I think the trend is definitely going to move towards a platform that leverages the social and mobile aspect in terms of what we’re doing — but the other piece is personalization. So, for us, given that we’re so deeply integrated into social media and the concept of whatever you put into your “pocket,” we infer interest as a result of that. We build dynamic interest graphs of every single one of our users.
So, when you go onto the Tenka site, there is a top deal recommendation deal feed that we personalize for each individual based on your interest graph, and also your location as well. The industry is definitely going to be moved more towards what we’re seeing in the display advertising space which is leveraging data to make sense of “This deal works for this person because he or she is in this location,” and they’ll present this person with spa treatments and stuff like that.
At the end of the day, this is an ad business, so I think a lot of the insights and things that happen in digital advertising space will definitely move over to the deals space. That being said, the merchant side is going to be the same thing as well, kind of a do-it-yourself mechanism where you set it to leave it and then you get minimal analytics to figure out what makes the most sense for the merchant, but still keep it very elementary.

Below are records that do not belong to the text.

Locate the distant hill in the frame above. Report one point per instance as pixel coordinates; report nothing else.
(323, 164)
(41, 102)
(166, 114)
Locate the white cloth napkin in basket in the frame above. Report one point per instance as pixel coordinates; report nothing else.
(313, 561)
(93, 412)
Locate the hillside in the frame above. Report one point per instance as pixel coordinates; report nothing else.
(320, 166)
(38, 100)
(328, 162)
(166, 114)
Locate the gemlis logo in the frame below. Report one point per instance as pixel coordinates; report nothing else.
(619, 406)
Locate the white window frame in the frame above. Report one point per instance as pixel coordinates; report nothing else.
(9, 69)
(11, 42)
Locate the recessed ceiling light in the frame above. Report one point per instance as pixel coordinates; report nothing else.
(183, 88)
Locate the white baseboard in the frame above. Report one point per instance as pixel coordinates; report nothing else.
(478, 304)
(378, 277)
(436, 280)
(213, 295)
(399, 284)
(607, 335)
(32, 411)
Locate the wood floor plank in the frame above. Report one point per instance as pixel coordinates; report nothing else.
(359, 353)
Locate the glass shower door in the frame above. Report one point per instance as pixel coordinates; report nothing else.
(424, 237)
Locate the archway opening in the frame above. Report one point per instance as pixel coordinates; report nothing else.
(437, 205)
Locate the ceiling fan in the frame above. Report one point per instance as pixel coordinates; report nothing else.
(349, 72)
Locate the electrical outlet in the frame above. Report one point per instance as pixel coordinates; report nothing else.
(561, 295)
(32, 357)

Is there a level of tech savvy that merchants have to get over in order to understand Tenka’s value?
If you can write an email, you can create a Tenka deal. It’s that easy. The hurdle for merchants is that they are so busy all day, every day to do something, that a lot of them don’t have time. So the key is making it as easy as possible, and you can create a deal within five minutes.
Every single merchant wants to do marketing somehow, some way. First thing they think about is handing out fliers — printing something out and putting it in a store window, decals, and 50% off, 10% off. In the time in which you can do that, you can create a Tenka deal and get that to a more relevant audience faster. I think it’s going to take a bit of time, but as more and more merchants get onto email, I think that merchants will become tech savvy. Especially because a lot of the merchants are on Facebook as well, I think it’s just going to be more natural for them.
Granted, there will be merchants who are old-school folks who are 50 and older, which would be harder to get on board, but they have younger staff that can educate them on what’s happening on digital media and how they can take advantage of this.
This interview has been edited for length and clarity.